Claudia, 33 years
At the beginning of 2013, whilst inspecting my breast, I discovered a nodule. At this time I had never heard about fibroadenoma, so I was afraid that it was something more serious. Subsequently, I asked for the advice of a gynecologist. After the ultrasound, he confirmed that it was not cancer but probably just a fibroadenoma. To eliminate any doubt, I also had a biopsy undertaken on the lump. At this time, it was not a cause for concern, as it was a rather small lump which wasn’t visible and that was not painful.
Over the following 3 or 4 months I had it monitored and discovered that it had grown rapidly. When the ultrasound confirmed that it had become large, the doctor advised me that it should be removed. I wondered how they were going to remove it. The thought of a surgical procedure cutting open my breast and removing the fibroadenoma was a rather shocking thought for me.
During this time, the fibroadenoma had become very big. It was now visible when I was wearing necklines. Then I read an article on echotherapy, and sent a request for more information to the center about it.
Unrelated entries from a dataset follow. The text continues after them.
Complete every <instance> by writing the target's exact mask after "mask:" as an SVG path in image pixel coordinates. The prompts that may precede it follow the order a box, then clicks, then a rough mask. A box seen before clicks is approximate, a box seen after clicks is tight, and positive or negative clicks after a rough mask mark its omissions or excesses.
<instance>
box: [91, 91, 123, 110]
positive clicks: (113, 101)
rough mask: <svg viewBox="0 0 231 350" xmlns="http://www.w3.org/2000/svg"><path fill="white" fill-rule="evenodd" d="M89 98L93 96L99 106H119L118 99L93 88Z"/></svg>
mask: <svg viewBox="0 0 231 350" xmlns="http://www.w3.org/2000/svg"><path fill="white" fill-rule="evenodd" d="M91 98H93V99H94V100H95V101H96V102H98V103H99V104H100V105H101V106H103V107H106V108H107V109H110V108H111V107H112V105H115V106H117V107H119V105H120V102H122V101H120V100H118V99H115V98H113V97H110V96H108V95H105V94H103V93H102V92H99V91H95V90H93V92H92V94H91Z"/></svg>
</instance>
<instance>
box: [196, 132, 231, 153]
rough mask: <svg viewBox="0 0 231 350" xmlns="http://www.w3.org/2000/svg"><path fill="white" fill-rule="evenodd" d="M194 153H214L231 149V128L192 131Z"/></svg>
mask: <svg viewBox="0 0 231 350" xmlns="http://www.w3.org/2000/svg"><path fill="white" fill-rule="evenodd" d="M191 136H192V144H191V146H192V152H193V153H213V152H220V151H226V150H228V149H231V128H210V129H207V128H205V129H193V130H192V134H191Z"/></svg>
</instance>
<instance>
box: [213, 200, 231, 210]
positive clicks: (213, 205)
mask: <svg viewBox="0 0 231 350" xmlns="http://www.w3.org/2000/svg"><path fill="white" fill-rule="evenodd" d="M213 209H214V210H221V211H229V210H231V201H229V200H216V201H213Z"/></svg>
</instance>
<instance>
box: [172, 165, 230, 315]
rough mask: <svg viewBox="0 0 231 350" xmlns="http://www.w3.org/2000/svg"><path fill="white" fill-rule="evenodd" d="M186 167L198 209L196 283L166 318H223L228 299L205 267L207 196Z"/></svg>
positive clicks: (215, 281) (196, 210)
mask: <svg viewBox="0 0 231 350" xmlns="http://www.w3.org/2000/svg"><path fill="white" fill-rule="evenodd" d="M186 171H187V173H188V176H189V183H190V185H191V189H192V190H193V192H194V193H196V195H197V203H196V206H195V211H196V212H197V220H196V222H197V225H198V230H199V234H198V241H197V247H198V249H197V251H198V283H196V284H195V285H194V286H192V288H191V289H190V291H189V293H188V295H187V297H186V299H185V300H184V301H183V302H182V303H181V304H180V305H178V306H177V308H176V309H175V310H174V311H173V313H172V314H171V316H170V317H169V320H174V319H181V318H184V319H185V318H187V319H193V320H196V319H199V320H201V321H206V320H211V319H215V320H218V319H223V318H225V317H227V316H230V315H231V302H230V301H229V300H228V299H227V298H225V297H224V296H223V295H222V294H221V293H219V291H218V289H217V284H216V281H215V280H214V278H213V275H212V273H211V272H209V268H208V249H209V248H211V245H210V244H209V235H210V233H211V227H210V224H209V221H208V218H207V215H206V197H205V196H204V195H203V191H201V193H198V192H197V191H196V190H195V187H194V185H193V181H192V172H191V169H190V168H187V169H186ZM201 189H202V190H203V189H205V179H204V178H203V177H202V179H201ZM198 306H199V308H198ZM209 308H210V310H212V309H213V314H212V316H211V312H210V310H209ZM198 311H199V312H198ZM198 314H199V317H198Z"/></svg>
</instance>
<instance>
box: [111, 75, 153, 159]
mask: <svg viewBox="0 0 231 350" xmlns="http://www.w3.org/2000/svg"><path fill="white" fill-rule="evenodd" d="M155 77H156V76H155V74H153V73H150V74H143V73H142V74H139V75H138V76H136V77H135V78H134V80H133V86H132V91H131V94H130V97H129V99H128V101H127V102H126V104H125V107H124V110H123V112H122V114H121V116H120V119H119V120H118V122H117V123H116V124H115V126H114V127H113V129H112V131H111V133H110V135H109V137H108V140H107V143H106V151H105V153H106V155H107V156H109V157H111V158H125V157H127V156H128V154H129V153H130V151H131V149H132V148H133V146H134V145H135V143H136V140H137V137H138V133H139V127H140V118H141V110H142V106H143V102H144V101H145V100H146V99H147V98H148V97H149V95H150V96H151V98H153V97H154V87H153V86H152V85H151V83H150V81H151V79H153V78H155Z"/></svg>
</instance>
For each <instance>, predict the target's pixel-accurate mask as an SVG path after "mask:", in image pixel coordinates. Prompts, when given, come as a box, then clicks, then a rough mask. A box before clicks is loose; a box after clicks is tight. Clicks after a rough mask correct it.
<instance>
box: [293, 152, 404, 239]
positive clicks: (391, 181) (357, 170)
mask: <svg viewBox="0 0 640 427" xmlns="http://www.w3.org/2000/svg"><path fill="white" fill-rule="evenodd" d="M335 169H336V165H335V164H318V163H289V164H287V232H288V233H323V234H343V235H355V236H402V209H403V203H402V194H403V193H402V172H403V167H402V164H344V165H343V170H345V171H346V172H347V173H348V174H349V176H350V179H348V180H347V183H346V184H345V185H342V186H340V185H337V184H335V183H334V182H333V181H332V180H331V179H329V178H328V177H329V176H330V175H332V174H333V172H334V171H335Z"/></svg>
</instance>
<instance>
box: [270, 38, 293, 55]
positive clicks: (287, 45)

At that time, echotherapy was a relatively new technology, but I had no concern as I thought this ultrasound technique would be much more preferable rather than surgery and the thought of irreversible scars and potential cavities in my breast.
I decided to arrange an appointment with the echotherapy center. The treatment was not unpleasant, only the lying position without moving was a little uncomfortable. The procedure lasted about one hour, I thought it would be worse! My appointment was on a Friday and I went home immediately after the procedure, my breasts were slightly swollen and a bit warm but otherwise everything was normal.
After one or two weeks, the fibroadenoma started to shrink and has continued becoming smaller and smaller since then. Now, it is only 2 cm. I cannot feel it anymore and it is not painful. I would recommend the treatment with echotherapy, even if the fibroadenoma is not physically painful. Unconsciously, it is troublesome to know it is there, maybe growing. This feeling has disappeared now and it is a great relief. My gynecologist also declares that surgery would have not been done so well and that there would have been scars. I am thus very happy. I am also surprised that echotherapy is not yet widely available.